CFW is an established and reputable supplier of air technologies for the food industry. We produce fans and ventilation systems, including reversible impeller designs suitable for tea withering and herb drying. We also assist with fan selection for fast and cost-effective drying and supply humidifiers and dehumidifiers. Contact us for more information or look at our dehumidifier product list at www.dampcontrol.co.za.

tea plant

Drying tea preserves the product, halting enzyme activities and reducing moisture content to 2-3%. The required drying capacity of dryers can vary markedly, as much moisture may already have been lost by the time the leaf reaches the dryer due to processes collectively known as wither. Tea may be dried either by air drying or by baking. For black tea, a bed plate is used to contain the leaves and a fan and heater force hot air through them. Studies suggest that the best drying temperatures for black tea are around 100 °C and acceptable ranges are from 80° to 110 °C, although higher temperatures are acceptable if the time that leaves are in the dryer are short. Drying temperatures should not be too low at the start of the process; otherwise the continued enzyme activity will lead to quality deterioration, while high temperatures reduce caffeine content.

Medicinal and culinary herbs and tisanes are also sold dried. Although drying rooms and sheds are often used for small operations, such practices are highly labour-intensive and not suitable for large crops. The use of a forced-air drier is preferred for industrial-scale production to preserve flavour, colour, essential oils and/or medicinal properties. Good air circulation is needed for this since it allows for drying at lower temperatures and reduces drying time, thus preventing the degradation of heat-sensitive desirable substances in the product which cause them to have higher market values. Reliable temperature control and high air flow throughout the plant matter is thus critical. The type of plant, part of the plant used, and ambient conditions will affect drying times and temperatures. Hot, humid outside conditions require higher drying temperatures, though low temperatures are preferred.

Selecting a dryer depends on the expected size of harvests. Dryers should preferably be able to handle an entire harvest quickly enough to prevent spoilage. Efficiency and capital costs should also be taken into account; commercial herb dryers can be quite costly. The use of gas-fired dryers and commercial dehumidifiers has become more common for even and reliable drying.

Desiccant drying of herbs and flowers has also gained popularity. Herbs such as rosemary, thyme and parsley are some of the herbs that have proven results when dried by this method. Silica gel, borax, alum and cornmeal are all used as desiccants in the industry. Desiccant dehumidification produces final products with excellent colour, texture and durability.
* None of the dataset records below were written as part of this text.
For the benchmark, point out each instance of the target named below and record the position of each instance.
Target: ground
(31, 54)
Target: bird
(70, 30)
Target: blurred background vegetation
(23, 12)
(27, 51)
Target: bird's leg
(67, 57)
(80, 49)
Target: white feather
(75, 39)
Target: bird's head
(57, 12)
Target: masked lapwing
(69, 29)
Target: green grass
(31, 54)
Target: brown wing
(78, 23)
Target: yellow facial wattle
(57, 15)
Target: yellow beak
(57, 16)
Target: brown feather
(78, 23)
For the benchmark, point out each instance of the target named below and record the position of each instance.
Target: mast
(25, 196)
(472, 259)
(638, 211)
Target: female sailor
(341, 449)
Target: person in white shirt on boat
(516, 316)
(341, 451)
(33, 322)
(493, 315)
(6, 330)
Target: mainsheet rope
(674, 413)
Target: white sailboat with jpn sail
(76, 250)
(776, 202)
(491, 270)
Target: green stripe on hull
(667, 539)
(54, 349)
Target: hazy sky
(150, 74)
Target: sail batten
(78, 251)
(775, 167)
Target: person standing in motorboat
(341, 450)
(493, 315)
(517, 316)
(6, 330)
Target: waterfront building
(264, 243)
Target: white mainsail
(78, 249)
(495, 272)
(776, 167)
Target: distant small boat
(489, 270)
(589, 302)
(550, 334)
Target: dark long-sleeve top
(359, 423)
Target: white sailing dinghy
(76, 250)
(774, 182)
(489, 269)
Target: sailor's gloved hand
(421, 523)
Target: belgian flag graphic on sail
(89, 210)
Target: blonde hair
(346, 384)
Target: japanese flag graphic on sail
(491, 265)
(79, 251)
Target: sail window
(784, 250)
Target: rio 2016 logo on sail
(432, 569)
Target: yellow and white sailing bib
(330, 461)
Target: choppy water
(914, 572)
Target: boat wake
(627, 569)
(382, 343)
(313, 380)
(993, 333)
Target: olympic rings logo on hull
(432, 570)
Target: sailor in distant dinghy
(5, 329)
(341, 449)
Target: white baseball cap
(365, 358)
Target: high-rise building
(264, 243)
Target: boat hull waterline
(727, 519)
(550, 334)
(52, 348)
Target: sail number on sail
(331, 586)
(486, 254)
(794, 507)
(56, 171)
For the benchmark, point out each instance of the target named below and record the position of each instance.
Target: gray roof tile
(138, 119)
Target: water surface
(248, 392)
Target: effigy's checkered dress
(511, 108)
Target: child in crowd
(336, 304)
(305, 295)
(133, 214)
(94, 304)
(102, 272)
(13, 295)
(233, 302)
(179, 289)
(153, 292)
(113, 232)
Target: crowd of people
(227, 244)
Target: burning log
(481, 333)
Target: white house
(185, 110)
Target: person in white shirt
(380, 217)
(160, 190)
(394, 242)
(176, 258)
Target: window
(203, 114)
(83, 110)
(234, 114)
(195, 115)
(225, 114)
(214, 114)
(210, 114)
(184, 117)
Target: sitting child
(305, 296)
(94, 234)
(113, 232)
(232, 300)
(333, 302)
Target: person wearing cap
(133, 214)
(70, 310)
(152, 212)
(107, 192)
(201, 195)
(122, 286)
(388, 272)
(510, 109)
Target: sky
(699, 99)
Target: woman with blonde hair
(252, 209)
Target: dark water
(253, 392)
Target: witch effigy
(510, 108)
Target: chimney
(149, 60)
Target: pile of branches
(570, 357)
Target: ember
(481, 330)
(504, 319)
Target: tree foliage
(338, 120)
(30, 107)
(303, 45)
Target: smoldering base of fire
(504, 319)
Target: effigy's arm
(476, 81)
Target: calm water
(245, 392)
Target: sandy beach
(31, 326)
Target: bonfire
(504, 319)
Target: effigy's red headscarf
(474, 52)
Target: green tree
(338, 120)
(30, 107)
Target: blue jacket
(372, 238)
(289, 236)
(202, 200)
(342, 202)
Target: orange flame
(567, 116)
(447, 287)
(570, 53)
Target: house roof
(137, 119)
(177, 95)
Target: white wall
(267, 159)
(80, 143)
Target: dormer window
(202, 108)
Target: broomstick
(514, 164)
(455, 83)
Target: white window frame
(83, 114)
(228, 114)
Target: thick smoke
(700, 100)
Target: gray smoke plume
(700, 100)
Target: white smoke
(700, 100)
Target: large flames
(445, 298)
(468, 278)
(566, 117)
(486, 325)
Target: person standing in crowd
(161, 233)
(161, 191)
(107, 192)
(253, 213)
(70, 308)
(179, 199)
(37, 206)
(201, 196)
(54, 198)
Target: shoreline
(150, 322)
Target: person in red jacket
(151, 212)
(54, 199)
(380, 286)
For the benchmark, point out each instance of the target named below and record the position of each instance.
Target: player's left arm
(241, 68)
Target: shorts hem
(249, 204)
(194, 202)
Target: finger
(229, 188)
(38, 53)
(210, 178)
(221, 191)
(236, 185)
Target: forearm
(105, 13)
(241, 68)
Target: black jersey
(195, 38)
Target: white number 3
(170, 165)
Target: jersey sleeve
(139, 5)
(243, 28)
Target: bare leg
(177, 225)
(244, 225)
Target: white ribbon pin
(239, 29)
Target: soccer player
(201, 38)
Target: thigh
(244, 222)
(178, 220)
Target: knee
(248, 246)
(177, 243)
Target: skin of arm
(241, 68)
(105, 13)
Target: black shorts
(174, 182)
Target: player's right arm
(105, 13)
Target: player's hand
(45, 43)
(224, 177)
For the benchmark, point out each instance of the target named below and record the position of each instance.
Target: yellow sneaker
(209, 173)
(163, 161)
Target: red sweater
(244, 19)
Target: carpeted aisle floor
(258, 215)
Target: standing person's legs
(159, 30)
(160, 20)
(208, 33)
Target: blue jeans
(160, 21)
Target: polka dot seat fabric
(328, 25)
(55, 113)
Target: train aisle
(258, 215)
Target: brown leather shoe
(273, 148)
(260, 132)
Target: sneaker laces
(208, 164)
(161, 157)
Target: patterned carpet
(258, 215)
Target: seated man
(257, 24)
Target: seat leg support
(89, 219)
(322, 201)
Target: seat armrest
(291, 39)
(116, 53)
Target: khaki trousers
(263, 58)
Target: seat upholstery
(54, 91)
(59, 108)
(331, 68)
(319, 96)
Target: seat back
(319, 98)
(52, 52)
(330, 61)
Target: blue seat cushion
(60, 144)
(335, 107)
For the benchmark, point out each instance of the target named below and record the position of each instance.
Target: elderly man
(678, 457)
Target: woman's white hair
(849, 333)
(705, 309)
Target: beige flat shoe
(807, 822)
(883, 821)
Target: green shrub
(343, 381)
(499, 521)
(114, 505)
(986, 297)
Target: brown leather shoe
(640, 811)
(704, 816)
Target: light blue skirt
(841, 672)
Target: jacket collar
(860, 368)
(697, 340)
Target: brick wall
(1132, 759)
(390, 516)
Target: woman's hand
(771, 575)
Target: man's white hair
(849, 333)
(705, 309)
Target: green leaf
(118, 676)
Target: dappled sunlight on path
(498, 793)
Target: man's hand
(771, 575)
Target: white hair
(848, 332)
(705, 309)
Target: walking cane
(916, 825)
Herb stems and leaves need to be dried until a piece “snaps” when broken. Roots should not be dried at too high a temperature; this could result in case hardening, sealing in moisture which could lead to mould and a poor-quality, unmarketable product. Roots can be dried at a low, constant temperature while aerial parts should be dried at higher initial temperatures that are later decreased. This helps maintain the green appearance of dried stems and leaves.